A Navy criminal investigation into the cause of the blaze by the Naval Criminal Investigative Service is ongoing, DeGarmo said. In August, a Defense official told the Associated Press arson was suspected in the fire.
A safety investigation was also launched into the fire.
Although Navy officials have repeatedly declined to comment on the criminal investigation, the Union-Tribune has learned that one junior sailor was placed in pretrial confinement at the Marine Corps Station Miramar Brig late last year in connection with the blaze.
In August, Navy investigators searched the sailor’s home and property as part of an arson investigation, 10 News reported at the time.
Sources familiar with the case said the sailor, who was 19 years old at the time, was briefly held in a military brig and released in November. That same month, a Navy officer discussed evidence preservation on the ship in an email to the San Diego Fire-Rescue Department, Navy Times reported last week.
The Union-Tribune is not naming the sailor because he has not been charged with a crime.
Gary Barthel, a military lawyer based in Carlsbad who represents the sailor, said in an interview Monday that the sailor was only briefly confined and has since resumed his military duties in San Diego.

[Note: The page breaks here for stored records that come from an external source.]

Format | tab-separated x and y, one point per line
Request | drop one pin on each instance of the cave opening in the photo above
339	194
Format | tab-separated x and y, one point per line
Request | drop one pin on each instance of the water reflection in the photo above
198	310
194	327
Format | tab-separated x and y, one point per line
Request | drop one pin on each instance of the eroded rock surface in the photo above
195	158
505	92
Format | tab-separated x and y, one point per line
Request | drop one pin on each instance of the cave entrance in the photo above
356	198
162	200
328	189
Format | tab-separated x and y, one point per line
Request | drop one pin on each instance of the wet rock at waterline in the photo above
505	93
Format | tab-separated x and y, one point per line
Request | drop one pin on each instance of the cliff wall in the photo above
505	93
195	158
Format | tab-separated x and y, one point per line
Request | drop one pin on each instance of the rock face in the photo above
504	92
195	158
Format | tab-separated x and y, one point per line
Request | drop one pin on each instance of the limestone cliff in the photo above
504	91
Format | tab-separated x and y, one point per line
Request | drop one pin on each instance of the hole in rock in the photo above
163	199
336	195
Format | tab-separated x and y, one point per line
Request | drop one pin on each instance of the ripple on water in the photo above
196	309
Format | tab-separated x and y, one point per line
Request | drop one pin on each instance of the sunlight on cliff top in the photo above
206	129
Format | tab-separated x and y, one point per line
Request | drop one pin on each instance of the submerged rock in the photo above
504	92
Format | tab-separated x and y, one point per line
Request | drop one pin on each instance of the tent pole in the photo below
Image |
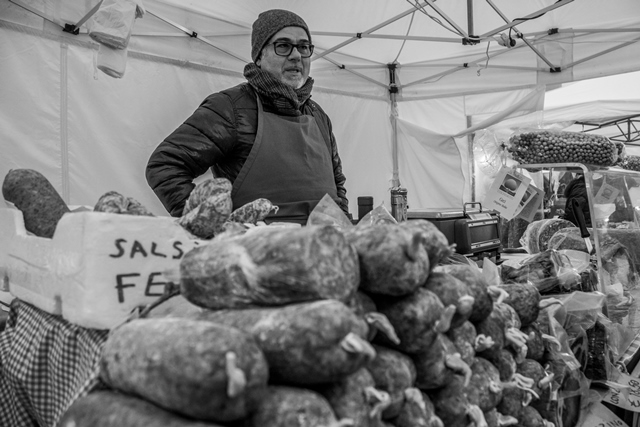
472	162
393	90
470	17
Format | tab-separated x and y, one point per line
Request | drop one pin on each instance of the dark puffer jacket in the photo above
577	190
219	135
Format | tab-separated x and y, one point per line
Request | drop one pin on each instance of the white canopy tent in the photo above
405	83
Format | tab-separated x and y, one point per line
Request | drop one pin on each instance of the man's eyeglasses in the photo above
285	49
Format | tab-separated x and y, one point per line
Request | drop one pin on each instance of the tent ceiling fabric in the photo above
356	40
89	124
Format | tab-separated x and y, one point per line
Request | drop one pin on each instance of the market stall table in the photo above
45	364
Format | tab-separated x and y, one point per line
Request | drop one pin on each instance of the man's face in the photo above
293	69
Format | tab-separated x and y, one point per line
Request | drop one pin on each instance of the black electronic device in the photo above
471	229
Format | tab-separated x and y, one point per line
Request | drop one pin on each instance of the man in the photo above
265	135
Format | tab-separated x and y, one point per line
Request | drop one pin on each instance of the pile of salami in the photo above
549	146
329	326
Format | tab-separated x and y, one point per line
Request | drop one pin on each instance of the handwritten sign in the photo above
599	415
109	264
624	392
506	192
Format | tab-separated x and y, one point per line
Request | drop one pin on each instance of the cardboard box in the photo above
97	267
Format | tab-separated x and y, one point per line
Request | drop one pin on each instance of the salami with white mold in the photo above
198	369
306	343
207	219
393	372
270	267
114	202
253	212
107	408
356	397
438	365
478	287
464	337
525	299
204	190
293	407
452	291
40	203
436	243
416	318
393	259
417	411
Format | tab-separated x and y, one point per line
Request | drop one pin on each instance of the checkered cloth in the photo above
46	363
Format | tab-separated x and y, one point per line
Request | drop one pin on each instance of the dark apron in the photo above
289	164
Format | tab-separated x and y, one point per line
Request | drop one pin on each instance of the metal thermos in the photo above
365	205
399	203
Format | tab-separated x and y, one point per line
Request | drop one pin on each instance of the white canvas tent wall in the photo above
90	133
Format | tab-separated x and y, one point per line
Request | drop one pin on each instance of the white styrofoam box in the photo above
26	264
97	267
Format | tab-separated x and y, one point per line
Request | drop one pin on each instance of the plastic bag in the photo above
550	146
538	234
550	271
112	24
378	215
327	212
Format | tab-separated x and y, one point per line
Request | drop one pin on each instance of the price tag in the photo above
599	415
506	192
624	392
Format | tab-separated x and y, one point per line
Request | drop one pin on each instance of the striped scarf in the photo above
285	99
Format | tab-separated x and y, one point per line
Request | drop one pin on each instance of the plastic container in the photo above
365	205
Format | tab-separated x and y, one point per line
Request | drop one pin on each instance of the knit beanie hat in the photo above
269	23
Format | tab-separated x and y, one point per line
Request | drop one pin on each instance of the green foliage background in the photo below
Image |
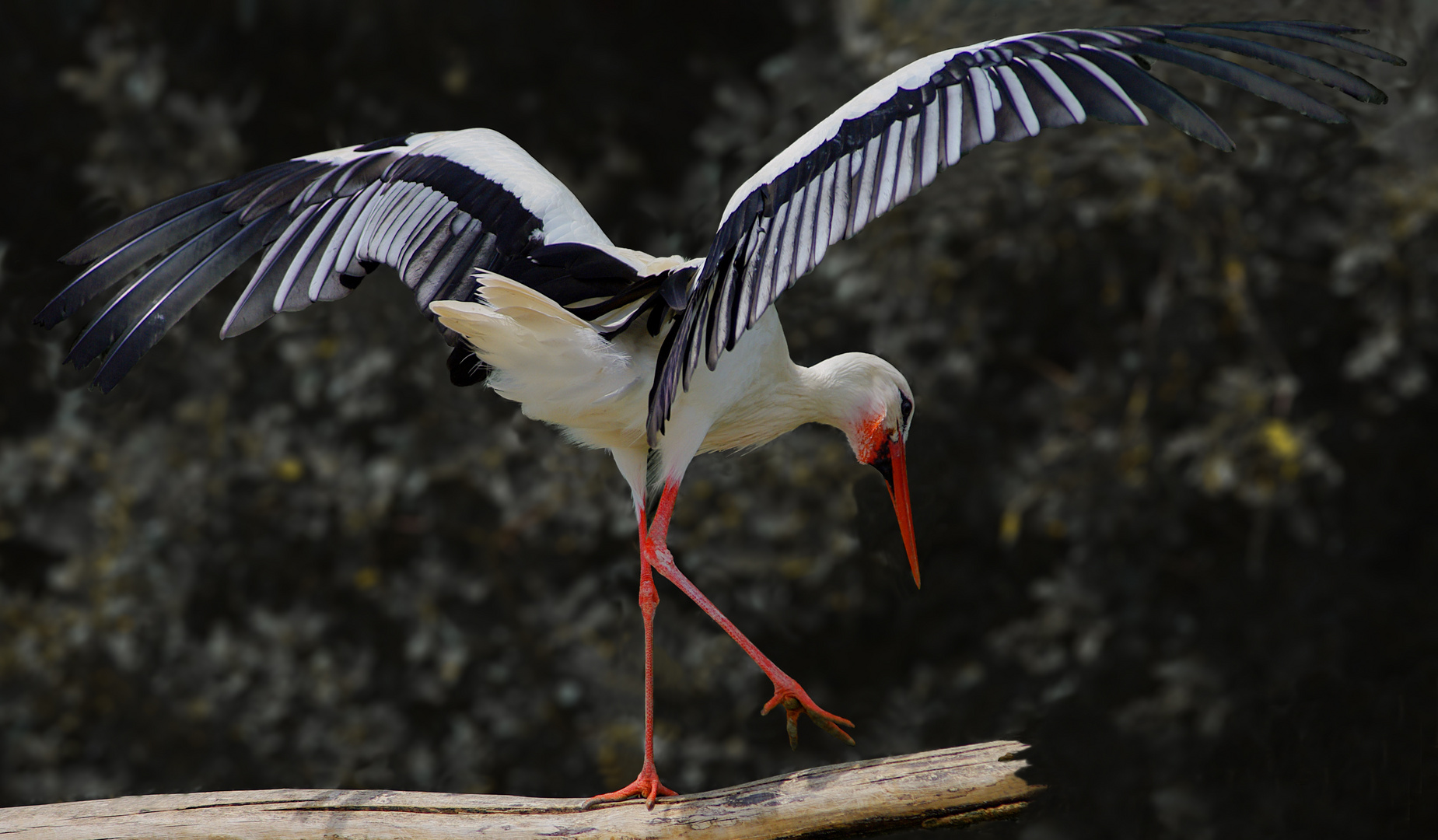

“He was initially placed in pretrial (confinement) and released,” Barthel said. “He has not been charged with any offense and is going about his Navy duty. Whatever their rationale was back then, he’s since been released and has no restrictions on him whatsoever.”
Navy officials declined to comment on the sailor.
The fire aboard the Bonhomme Richard — a 22-year-old, 40,000-ton amphibious assault ship used to land Marines and fly attack aircraft — burned for four and a half days. The ship represents one of the largest peacetime losses ever by the Navy.
At the time of the blaze, the 844-foot Bonhomme Richard was near the end of a two-year, $250 million upgrade to accommodate the F-35B fighter.
Defense officials have been eyeing the mini-aircraft carriers as a way to keep the newest-generation of fighters continually available in the Pacific, as the U.S. counters strategic threats from China.
The blaze began around 8:30 a.m. on July 12. The fire is believed to have begun in the ship’s lower vehicle-storage area, which is directly below a large well deck. Once the fire reached the cavernous, oxygen-rich well deck, it spread rapidly, eventually consuming every interior space on board above the waterline.
A dense plum of acrid black smoke billowed out of the upper decks of the warship for two days, choking nearby neighborhoods. Fire crews from other Navy ships, Navy helicopters and federal firefighters battled the blaze from the land, air and sea, drenching the steel hull of the vessel to cool the interior enough for crews to access the fire.
Damage to the ship was catastrophic — peak temperatures on board during the fire topped 1,200 degrees F, making it all but impossible for those crews to access burning spaces to extinguish the flames. At that temperature, water from fire hoses immediately turned to steam, one Navy leader said at the time.
In November, the Navy announced that although the ship was repairable, the costs were too high and it would instead be scrapped. The ship was decommissioned and towed out of San Diego in April to its final home at a Brownsville, Texas, scrap yard.